The startup has also developed a solution that uses an algorithm that pairs financial behaviour, spending and other data along with emotional cues and provides clients with assistance around financial matters such as payments, administration, rewards, education, analytics and tracking.
It’s also launched a micro-insurance platform in April that is unique to the African market.
In 2013 the company received support from the Seed Engine accelerator and has raised funding from two angel investors and a venture capital fund, for an undisclosed sum. It now has 11 employees.

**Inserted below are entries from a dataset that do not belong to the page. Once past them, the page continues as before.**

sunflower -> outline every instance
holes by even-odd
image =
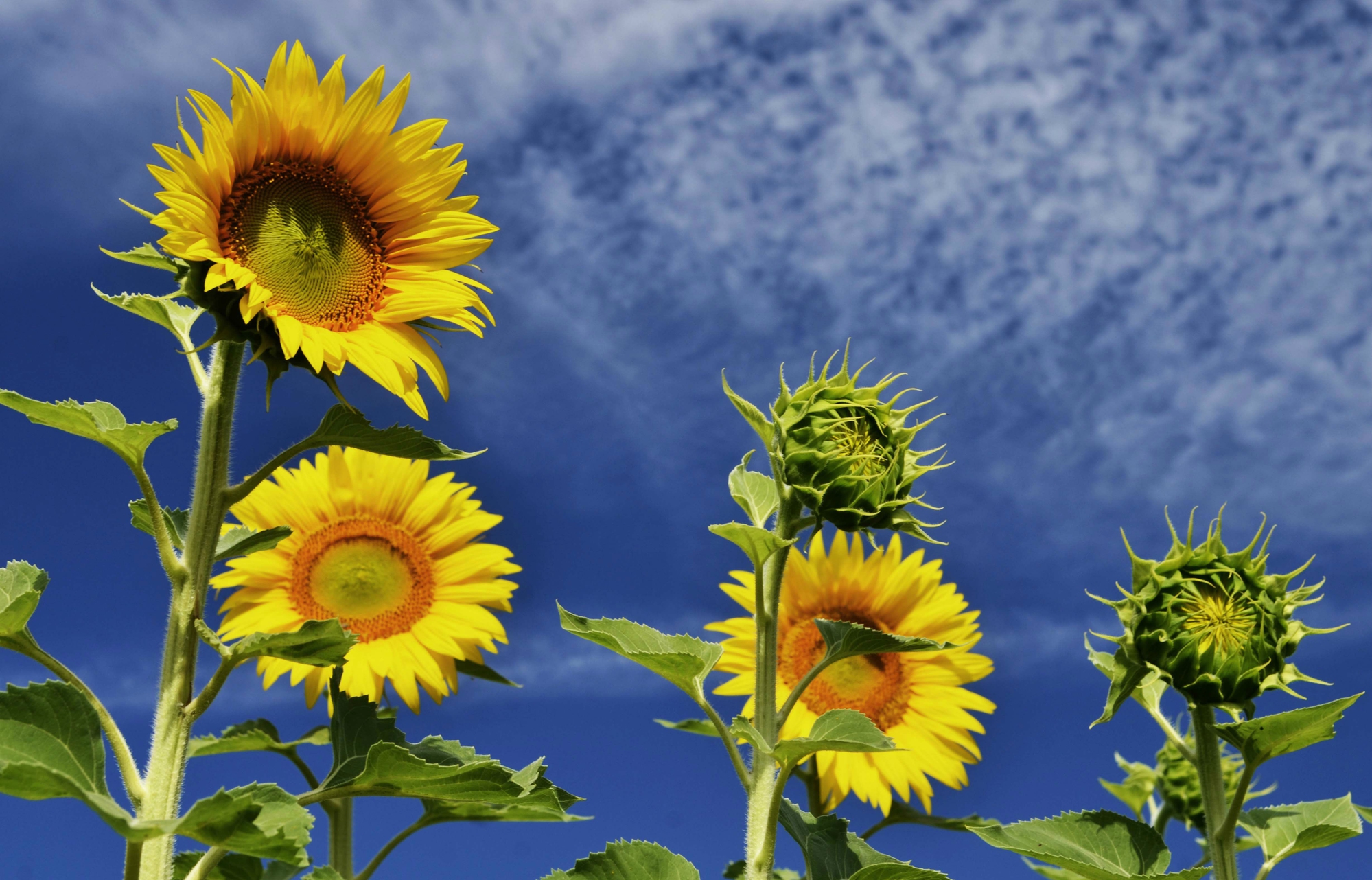
[[[427,461],[333,446],[311,465],[279,468],[233,515],[252,529],[289,526],[269,551],[229,560],[211,578],[236,588],[220,611],[220,636],[291,633],[306,621],[339,618],[358,637],[343,666],[343,689],[379,702],[390,681],[413,711],[418,688],[440,703],[457,691],[454,659],[482,663],[505,627],[487,608],[509,611],[520,570],[504,546],[477,538],[501,522],[451,474],[428,479]],[[289,673],[314,706],[329,670],[261,658],[270,688]]]
[[[473,290],[488,288],[451,272],[497,229],[471,213],[476,196],[449,198],[461,144],[434,146],[443,119],[392,130],[410,80],[383,99],[384,67],[346,100],[343,59],[321,81],[299,43],[277,48],[262,85],[225,70],[232,118],[192,91],[200,143],[180,125],[189,152],[158,144],[167,167],[148,166],[166,205],[152,220],[159,243],[209,261],[204,290],[233,294],[281,369],[294,360],[331,380],[325,369],[353,362],[428,417],[416,364],[445,400],[449,386],[417,327],[480,335],[491,320]]]
[[[954,583],[940,583],[940,561],[925,561],[923,551],[901,559],[900,537],[886,549],[863,557],[862,540],[849,546],[834,535],[825,555],[823,535],[815,535],[809,557],[792,549],[781,589],[777,621],[777,704],[825,655],[815,618],[851,621],[903,636],[923,636],[959,647],[929,653],[873,653],[840,660],[819,674],[796,703],[781,736],[809,734],[815,719],[831,708],[856,708],[906,751],[881,754],[819,752],[820,792],[826,809],[837,807],[848,792],[890,811],[892,789],[910,800],[911,789],[929,810],[933,777],[952,788],[967,784],[965,765],[980,761],[971,734],[984,733],[970,713],[991,713],[995,703],[963,685],[991,673],[991,659],[971,653],[981,640],[977,612]],[[734,601],[753,612],[753,575],[731,571],[738,583],[720,583]],[[727,633],[716,666],[734,673],[715,693],[750,695],[756,671],[752,618],[733,618],[705,629]],[[752,715],[752,700],[744,707]]]

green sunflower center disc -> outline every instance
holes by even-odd
[[[370,618],[403,604],[414,577],[405,557],[384,538],[339,541],[314,560],[314,601],[339,616]]]
[[[339,618],[362,641],[409,632],[434,604],[428,553],[395,523],[353,516],[295,551],[291,604],[305,618]]]
[[[333,170],[268,162],[240,177],[221,211],[229,254],[305,324],[354,329],[383,290],[384,261],[366,205]]]
[[[851,413],[834,427],[830,437],[840,454],[852,459],[848,470],[853,475],[877,476],[890,464],[890,452],[866,413]]]

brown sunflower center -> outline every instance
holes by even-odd
[[[777,649],[777,671],[788,688],[808,673],[825,656],[825,640],[812,618],[848,621],[871,629],[881,629],[860,612],[847,608],[815,611],[811,619],[792,625],[781,634]],[[855,708],[882,730],[900,723],[906,715],[910,686],[899,653],[867,653],[838,660],[805,689],[801,702],[816,715],[831,708]]]
[[[1253,634],[1257,625],[1251,603],[1242,596],[1228,596],[1224,590],[1202,585],[1181,605],[1183,626],[1200,640],[1199,649],[1213,645],[1220,653],[1233,653]]]
[[[875,476],[890,464],[890,453],[866,413],[852,413],[831,434],[838,453],[851,459],[848,471],[858,476]]]
[[[342,519],[295,552],[291,604],[311,621],[339,618],[361,641],[386,638],[428,614],[434,571],[424,548],[395,523]]]
[[[243,174],[220,211],[220,243],[305,324],[348,331],[370,317],[384,259],[366,205],[332,169],[266,162]]]

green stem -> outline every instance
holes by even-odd
[[[185,876],[185,880],[204,880],[210,876],[210,872],[214,870],[214,866],[220,864],[220,859],[228,854],[229,851],[224,847],[210,847],[206,850],[204,855],[200,857],[200,861],[195,864],[195,868],[192,868]]]
[[[1200,774],[1200,804],[1205,807],[1206,836],[1214,880],[1239,880],[1239,862],[1233,832],[1224,833],[1228,803],[1224,798],[1224,766],[1220,762],[1220,737],[1214,732],[1214,710],[1196,706],[1191,710],[1191,732],[1196,740],[1196,772]]]
[[[709,718],[709,722],[715,725],[715,730],[719,732],[719,739],[724,741],[724,748],[729,751],[729,761],[734,765],[734,773],[738,774],[738,781],[744,784],[744,791],[748,791],[752,788],[753,781],[748,776],[748,765],[744,763],[744,756],[738,754],[738,745],[734,743],[734,736],[729,732],[729,725],[719,717],[719,713],[709,704],[704,693],[696,697],[696,703],[705,710],[705,717]]]
[[[353,799],[333,802],[329,815],[329,868],[343,880],[353,880]]]
[[[158,688],[156,717],[152,722],[152,751],[144,780],[147,796],[139,810],[140,820],[176,818],[181,804],[185,748],[193,721],[184,710],[191,703],[196,652],[200,647],[195,621],[204,610],[204,593],[214,566],[220,524],[224,522],[233,402],[241,367],[241,342],[220,342],[214,346],[210,382],[200,412],[200,449],[196,456],[191,522],[182,556],[188,574],[180,583],[173,581],[172,585],[172,610],[167,615],[162,652],[162,681]],[[170,877],[172,850],[170,835],[148,840],[144,844],[141,880]]]
[[[805,802],[811,815],[823,815],[829,810],[825,807],[825,794],[819,784],[819,758],[809,759],[808,770],[797,770],[796,776],[805,783]]]
[[[139,866],[143,864],[143,843],[128,840],[123,844],[123,880],[139,880]]]
[[[366,868],[362,869],[362,873],[357,876],[357,880],[369,880],[372,873],[381,866],[381,862],[386,859],[386,857],[391,854],[391,850],[405,843],[405,839],[417,832],[418,829],[427,826],[428,822],[425,822],[424,817],[421,815],[417,820],[414,820],[414,822],[410,824],[409,828],[406,828],[405,831],[399,832],[398,835],[387,840],[386,846],[381,847],[381,850],[372,857],[372,861],[366,864]]]
[[[796,493],[779,479],[777,490],[781,504],[772,527],[782,541],[796,537],[803,505]],[[782,549],[755,572],[757,581],[753,621],[757,632],[757,666],[753,685],[753,725],[768,745],[777,744],[779,733],[777,715],[777,611],[781,600],[782,575],[786,557]],[[757,575],[761,575],[757,578]],[[783,774],[785,776],[785,774]],[[778,767],[770,752],[753,748],[752,789],[748,792],[748,836],[745,842],[748,880],[771,880],[777,850],[777,810],[785,778],[778,778]]]
[[[86,703],[91,704],[91,708],[95,710],[96,717],[100,719],[100,729],[104,730],[106,739],[110,740],[110,748],[114,751],[114,761],[119,766],[119,777],[123,780],[123,789],[129,794],[129,802],[133,803],[134,810],[139,809],[139,803],[145,794],[143,777],[139,776],[139,763],[133,759],[133,752],[129,751],[123,732],[114,722],[114,715],[104,707],[104,703],[95,695],[95,691],[86,686],[86,682],[81,681],[75,673],[63,666],[58,658],[40,648],[27,627],[16,636],[0,638],[0,645],[22,653],[32,660],[37,660],[58,678],[81,692],[81,696],[86,699]]]

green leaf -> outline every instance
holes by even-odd
[[[48,572],[22,560],[0,568],[0,637],[22,633],[48,589]]]
[[[700,880],[700,872],[671,850],[646,840],[616,840],[604,853],[576,859],[571,870],[543,880]]]
[[[307,666],[339,666],[355,644],[357,636],[343,629],[338,618],[331,618],[306,621],[294,633],[252,633],[226,648],[241,660],[266,656]]]
[[[254,783],[196,800],[176,832],[206,846],[303,868],[310,864],[305,847],[313,824],[314,817],[295,795],[280,785]]]
[[[377,430],[372,427],[366,416],[342,404],[335,404],[324,413],[320,427],[298,446],[302,449],[351,446],[397,459],[427,459],[429,461],[460,461],[486,452],[484,449],[479,452],[453,449],[403,424]]]
[[[1362,695],[1354,693],[1332,703],[1294,708],[1238,723],[1217,723],[1214,732],[1239,750],[1244,763],[1257,767],[1277,755],[1334,739],[1334,722],[1343,718],[1343,710],[1353,706],[1360,696]]]
[[[777,512],[777,480],[748,470],[748,460],[753,457],[749,452],[742,463],[729,472],[729,494],[734,496],[738,507],[744,508],[748,519],[759,529],[767,527],[767,518]]]
[[[868,865],[908,866],[871,848],[838,815],[815,817],[782,799],[777,818],[805,857],[805,880],[845,880]]]
[[[855,708],[831,708],[815,719],[809,736],[781,740],[772,748],[777,761],[796,765],[815,752],[900,751],[871,718]]]
[[[156,533],[152,531],[152,516],[148,513],[147,498],[129,501],[129,512],[133,515],[130,524],[134,529],[156,537]],[[185,549],[185,533],[191,527],[191,511],[165,507],[162,508],[162,522],[166,524],[167,537],[172,538],[172,546],[178,551]]]
[[[1172,854],[1162,836],[1144,822],[1118,813],[1062,813],[1013,825],[973,828],[991,846],[1028,855],[1080,875],[1085,880],[1169,877],[1199,880],[1210,869],[1165,873]]]
[[[111,449],[130,467],[140,467],[148,443],[167,431],[176,430],[176,419],[166,421],[139,421],[129,424],[114,404],[91,401],[60,401],[45,404],[14,391],[0,390],[0,405],[29,416],[34,424],[45,424],[67,434],[75,434]]]
[[[1124,770],[1125,776],[1122,783],[1111,783],[1109,780],[1099,780],[1100,785],[1104,787],[1107,792],[1124,802],[1129,810],[1133,811],[1133,817],[1143,821],[1143,806],[1148,803],[1148,798],[1152,796],[1152,789],[1157,788],[1158,774],[1157,772],[1146,763],[1129,762],[1115,752],[1115,763]]]
[[[915,868],[914,865],[867,865],[859,868],[849,876],[849,880],[948,880],[948,875],[941,870]]]
[[[1273,865],[1297,853],[1334,846],[1362,833],[1362,820],[1351,795],[1249,810],[1239,814],[1239,825],[1253,835],[1262,847],[1262,857]]]
[[[258,551],[270,551],[289,537],[289,526],[273,526],[262,531],[248,529],[247,526],[235,526],[220,535],[220,542],[214,548],[214,561],[224,561],[233,556],[247,556]]]
[[[195,347],[191,342],[191,325],[204,314],[204,309],[181,305],[176,301],[176,294],[167,297],[150,297],[147,294],[119,294],[118,297],[110,297],[96,290],[95,284],[91,286],[91,290],[95,290],[96,295],[110,305],[119,306],[125,312],[132,312],[172,331],[172,335],[181,343],[182,350],[189,351]]]
[[[704,718],[686,718],[685,721],[664,721],[661,718],[653,718],[653,721],[663,725],[668,730],[682,730],[685,733],[712,736],[716,740],[719,739],[719,730]]]
[[[484,663],[477,663],[476,660],[453,660],[453,666],[457,671],[471,675],[472,678],[480,678],[482,681],[494,681],[498,685],[508,685],[510,688],[523,688],[524,685],[517,684],[501,675],[494,669]]]
[[[311,728],[298,740],[283,741],[276,725],[266,718],[254,718],[230,728],[225,728],[218,736],[206,734],[192,737],[187,745],[188,758],[204,755],[229,755],[233,752],[288,752],[296,745],[328,745],[329,729],[327,726]]]
[[[200,864],[203,855],[204,853],[200,851],[177,853],[176,858],[172,859],[172,880],[185,880],[191,869]],[[206,880],[291,880],[298,873],[300,873],[300,868],[295,865],[272,861],[263,869],[259,858],[229,853],[210,869]]]
[[[8,685],[0,693],[0,794],[25,800],[75,798],[130,840],[165,833],[137,824],[110,796],[100,719],[64,681]]]
[[[167,257],[151,243],[143,243],[130,251],[107,251],[103,247],[100,253],[107,257],[114,257],[115,259],[122,259],[123,262],[132,262],[139,266],[148,266],[152,269],[162,269],[165,272],[177,272],[180,265],[172,257]]]
[[[1085,637],[1087,659],[1110,680],[1110,693],[1106,695],[1106,707],[1100,717],[1091,722],[1091,726],[1104,723],[1114,718],[1124,702],[1131,696],[1152,711],[1161,711],[1162,695],[1168,691],[1168,684],[1162,681],[1157,667],[1132,663],[1125,656],[1124,648],[1113,655],[1096,651],[1091,644],[1091,636]]]
[[[667,636],[632,621],[600,618],[591,621],[572,614],[561,604],[557,614],[563,629],[602,648],[646,666],[696,700],[704,700],[702,682],[724,652],[722,645],[694,636]]]
[[[547,781],[542,761],[512,770],[490,755],[442,737],[406,743],[394,718],[379,717],[376,704],[366,697],[343,693],[340,678],[342,671],[335,670],[329,684],[333,767],[311,792],[314,799],[328,799],[333,792],[354,798],[421,798],[445,802],[442,821],[575,818],[567,815],[567,807],[580,798]]]
[[[932,638],[884,633],[848,621],[815,618],[815,626],[819,627],[819,634],[829,648],[825,652],[825,666],[867,653],[910,653],[912,651],[943,651],[955,647],[944,641],[933,641]]]
[[[757,437],[763,441],[763,448],[771,449],[772,434],[775,434],[772,423],[767,420],[767,416],[763,415],[763,410],[757,409],[753,404],[744,400],[742,397],[734,394],[734,390],[729,387],[729,379],[724,378],[723,369],[719,371],[719,380],[724,384],[724,395],[729,398],[729,402],[734,405],[734,409],[737,409],[738,415],[744,417],[744,421],[746,421],[749,426],[752,426],[755,431],[757,431]]]
[[[709,530],[720,538],[727,538],[737,544],[738,549],[748,553],[748,559],[753,561],[753,568],[757,571],[761,570],[763,563],[771,559],[774,553],[796,542],[796,538],[782,541],[766,529],[745,526],[744,523],[724,523],[722,526],[711,526]]]

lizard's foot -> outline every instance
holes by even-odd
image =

Nigerian startup Aajoh uses artificial intelligence to help individuals that send a list of their symptoms via text, audio and photographs, to diagnose their medical condition.
The business was started in February last year — by Simi Adejumo (who is the CEO and pictured above), Zuby Onwuta, Vikas Ramachandra, Ike Ilochonwu and Charles Ademola — with an angel investment of $10 000.
The company has two companies and 35 users signed up for its pilot programme. “Our present go-to-market strategy involves getting companies to sign up to the platform as part of staff health benefits,” says Adejumo.
Adejumo said the app won’t replace medical diagnoses but will allow doctors to make the best use of their time by allowing them to focus on the patients that need physical care.
“In frontier markets, there’s a high patient to doctor ratio with Nigeria having a 4000 to one patient-to-doctor ratio, in proper context on the average an individual spends about 20 minutes with a GP, so assuming the population fell ill (all) at once, it would take over 55 days to get care,” he says.
The company’s immediate plans are to grow its pilot programme and then expand to India. “By August we aim to have implemented partnerships with key pharmacies across Lagos and Abuja, Nigeria and increased our user base to 1000.”